Who Is Hacking U.S. Banks? 8 Facts
Who Is Hacking U.S. Banks? 8 Facts
(click image for larger view and for slideshow)
Governments might be keen to limit how businesses can collect online data, but they show little interest in a data diet themselves.

Updating its sixth semi-annual Transparency Report from November 2012, Google says that government requests for data about Google users continue to grow. Six months ago, the company said the same thing.

User data requests worldwide have increased by more than 70% since 2009, Google says. In the past six months, from July 2012 through December 2012, the company received 21,389 requests for information about 33,634 user accounts.

During the previous six-month report period, Google received 20,938 data requests from government organizations for information from about 34,615 user accounts.

[ What did the Petraeus debacle teach about online privacy? Read Petraeus Snoop: 7 Privacy Facts. ]

Google's statistics indicate that the company is responding to a declining percentage of data requests. During the present reporting period, the company provided data for 88% of requests in the U.S. During the previous reporting period, that figure was 90%. For the July 2011 to December 2011 period, the number was 93% and a year earlier it was 94%. Google's global response rate also has declined, from 76% to 66% in the past two years.

This suggests that a growing percentage of data requests lack a sufficient legal basis to force Google's lawyers to reveal user data. Google seemed to say as much when it noted last year that it had received a number of fake court orders demanding the removal of content.

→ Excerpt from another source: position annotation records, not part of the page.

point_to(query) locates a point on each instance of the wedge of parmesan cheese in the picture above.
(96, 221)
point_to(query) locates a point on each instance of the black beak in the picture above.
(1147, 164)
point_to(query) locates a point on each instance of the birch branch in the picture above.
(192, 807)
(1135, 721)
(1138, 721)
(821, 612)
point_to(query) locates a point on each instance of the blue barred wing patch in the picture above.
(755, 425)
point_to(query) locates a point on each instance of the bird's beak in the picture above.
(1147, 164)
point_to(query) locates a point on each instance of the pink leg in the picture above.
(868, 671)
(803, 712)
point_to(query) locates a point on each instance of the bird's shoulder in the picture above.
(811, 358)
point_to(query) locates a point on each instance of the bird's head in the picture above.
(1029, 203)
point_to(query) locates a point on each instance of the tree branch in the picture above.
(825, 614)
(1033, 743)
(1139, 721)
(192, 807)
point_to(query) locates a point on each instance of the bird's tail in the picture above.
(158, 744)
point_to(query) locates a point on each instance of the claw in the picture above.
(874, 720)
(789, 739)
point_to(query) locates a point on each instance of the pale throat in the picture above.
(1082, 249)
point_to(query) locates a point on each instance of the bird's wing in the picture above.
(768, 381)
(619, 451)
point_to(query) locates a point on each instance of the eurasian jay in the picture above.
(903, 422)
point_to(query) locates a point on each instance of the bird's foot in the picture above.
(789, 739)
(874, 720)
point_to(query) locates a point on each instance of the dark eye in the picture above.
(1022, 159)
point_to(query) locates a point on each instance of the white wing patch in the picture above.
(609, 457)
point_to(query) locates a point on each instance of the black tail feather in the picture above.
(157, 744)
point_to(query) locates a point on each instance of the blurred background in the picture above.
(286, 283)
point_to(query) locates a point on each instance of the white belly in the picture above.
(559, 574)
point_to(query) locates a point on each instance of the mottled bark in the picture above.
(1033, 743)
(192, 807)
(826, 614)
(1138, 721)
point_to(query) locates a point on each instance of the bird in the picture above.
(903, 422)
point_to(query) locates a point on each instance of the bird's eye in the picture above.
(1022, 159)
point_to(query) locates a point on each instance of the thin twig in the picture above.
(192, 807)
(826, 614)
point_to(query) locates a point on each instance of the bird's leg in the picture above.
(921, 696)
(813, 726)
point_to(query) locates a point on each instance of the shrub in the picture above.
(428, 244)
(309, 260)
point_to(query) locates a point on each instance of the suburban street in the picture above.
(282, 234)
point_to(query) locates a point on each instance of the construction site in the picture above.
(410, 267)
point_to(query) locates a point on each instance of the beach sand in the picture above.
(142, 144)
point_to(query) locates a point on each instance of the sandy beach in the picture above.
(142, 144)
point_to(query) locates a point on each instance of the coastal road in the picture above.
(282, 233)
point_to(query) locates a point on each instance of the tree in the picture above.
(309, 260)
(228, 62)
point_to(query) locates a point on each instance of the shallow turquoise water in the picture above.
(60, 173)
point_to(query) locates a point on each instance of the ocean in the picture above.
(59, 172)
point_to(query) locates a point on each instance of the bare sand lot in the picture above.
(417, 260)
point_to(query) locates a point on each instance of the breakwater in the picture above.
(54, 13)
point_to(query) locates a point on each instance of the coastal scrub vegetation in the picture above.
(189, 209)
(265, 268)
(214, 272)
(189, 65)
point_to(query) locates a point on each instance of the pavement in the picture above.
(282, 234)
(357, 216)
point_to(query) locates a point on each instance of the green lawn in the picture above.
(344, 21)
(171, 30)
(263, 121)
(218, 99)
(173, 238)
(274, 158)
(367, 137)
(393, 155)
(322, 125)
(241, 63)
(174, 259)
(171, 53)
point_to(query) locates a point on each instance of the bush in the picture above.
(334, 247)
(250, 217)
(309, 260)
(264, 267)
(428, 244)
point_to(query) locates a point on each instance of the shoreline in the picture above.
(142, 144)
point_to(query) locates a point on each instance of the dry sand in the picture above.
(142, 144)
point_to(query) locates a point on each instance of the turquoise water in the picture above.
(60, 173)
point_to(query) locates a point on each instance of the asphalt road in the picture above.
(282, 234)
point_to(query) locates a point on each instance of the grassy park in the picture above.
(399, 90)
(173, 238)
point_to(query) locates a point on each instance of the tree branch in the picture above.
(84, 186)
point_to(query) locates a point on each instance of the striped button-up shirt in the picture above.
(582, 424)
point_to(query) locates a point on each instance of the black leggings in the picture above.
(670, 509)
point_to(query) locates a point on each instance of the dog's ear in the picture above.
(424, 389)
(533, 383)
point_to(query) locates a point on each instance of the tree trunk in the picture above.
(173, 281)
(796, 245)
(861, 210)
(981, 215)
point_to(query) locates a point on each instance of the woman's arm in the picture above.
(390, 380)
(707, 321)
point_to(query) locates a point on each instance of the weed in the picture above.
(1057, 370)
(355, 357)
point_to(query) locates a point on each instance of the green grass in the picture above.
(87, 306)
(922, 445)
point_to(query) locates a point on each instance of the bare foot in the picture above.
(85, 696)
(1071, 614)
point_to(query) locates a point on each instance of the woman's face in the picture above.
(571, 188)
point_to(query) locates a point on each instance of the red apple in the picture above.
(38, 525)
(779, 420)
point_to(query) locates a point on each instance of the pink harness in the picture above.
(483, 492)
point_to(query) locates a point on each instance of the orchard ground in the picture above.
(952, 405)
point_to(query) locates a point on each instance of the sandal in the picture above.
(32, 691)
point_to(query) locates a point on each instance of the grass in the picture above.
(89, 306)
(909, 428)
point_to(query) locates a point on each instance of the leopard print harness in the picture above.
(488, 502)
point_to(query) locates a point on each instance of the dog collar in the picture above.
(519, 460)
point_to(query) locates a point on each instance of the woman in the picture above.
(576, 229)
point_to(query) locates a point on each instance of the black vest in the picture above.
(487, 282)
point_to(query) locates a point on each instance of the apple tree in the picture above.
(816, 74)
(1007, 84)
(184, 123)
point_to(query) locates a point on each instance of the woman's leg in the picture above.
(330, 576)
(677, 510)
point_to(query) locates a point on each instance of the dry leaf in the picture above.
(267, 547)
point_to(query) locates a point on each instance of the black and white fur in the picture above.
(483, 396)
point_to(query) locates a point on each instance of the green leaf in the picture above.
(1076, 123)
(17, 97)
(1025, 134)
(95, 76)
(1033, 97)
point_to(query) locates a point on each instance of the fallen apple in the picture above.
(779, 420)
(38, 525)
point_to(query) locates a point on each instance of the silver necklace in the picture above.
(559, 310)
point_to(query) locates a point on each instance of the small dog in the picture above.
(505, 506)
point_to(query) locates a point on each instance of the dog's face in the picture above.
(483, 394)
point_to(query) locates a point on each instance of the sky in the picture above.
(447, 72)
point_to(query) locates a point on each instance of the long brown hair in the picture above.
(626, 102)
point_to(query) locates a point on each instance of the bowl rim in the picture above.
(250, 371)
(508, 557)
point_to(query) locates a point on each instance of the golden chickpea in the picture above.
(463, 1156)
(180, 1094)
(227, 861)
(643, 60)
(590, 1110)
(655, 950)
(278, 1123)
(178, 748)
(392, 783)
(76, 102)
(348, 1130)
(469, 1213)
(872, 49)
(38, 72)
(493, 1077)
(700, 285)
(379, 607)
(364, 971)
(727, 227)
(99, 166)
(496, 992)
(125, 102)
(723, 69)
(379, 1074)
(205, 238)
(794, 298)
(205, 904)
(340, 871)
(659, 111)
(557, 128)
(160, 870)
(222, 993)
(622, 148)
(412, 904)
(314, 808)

However, a Google spokeswoman cautioned against such an inference. "It's difficult to draw meaningful conclusions about the numbers we're reporting because they only show a tiny sliver of what's happening on the Internet at large," the spokeswoman said in an email. "The vast majority of requests we receive are for legitimate reasons and follow proper legal procedures."

Clearly, that's not the case in certain regions of the world. None of Turkey's user data requests have been met since the last six months of 2010, when Google started keeping such records. The situation is similar in Hungary. In Russia, Google received 97 user data requests from July 2012 through December 2012. It complied with just 1% of these requests. In Italy, Google complied with only 34% of data requests during this period.

For the first time, Google's report breaks down the type of legal process used to compel the company to release information. Twenty-two percent of requests, made under the Electronic Communications Privacy Act (ECPA), came with a judge-issued warrant, indicating that law enforcement authorities established sufficient probable cause to justify their demands for data.

Sixty-eight percent of requests under ECPA for user-identifying information were made using a subpoena, which does not require a judge's consent or evidence of a crime. Cyber liberties advocates have argued that authorities should be required to obtain a warrant before being granted access to user data.

Carly Nyst, head of international advocacy at Privacy International, said in a statement that Google's Transparency Report is a welcome example of increased corporate accountability but is also a reminder that information people hand over to online services is increasingly subject to government scrutiny.

"The alarming statistics in this latest Transparency Report serve as a reminder of the need for stronger national and regional privacy protections in relation to online communications," said Nyst.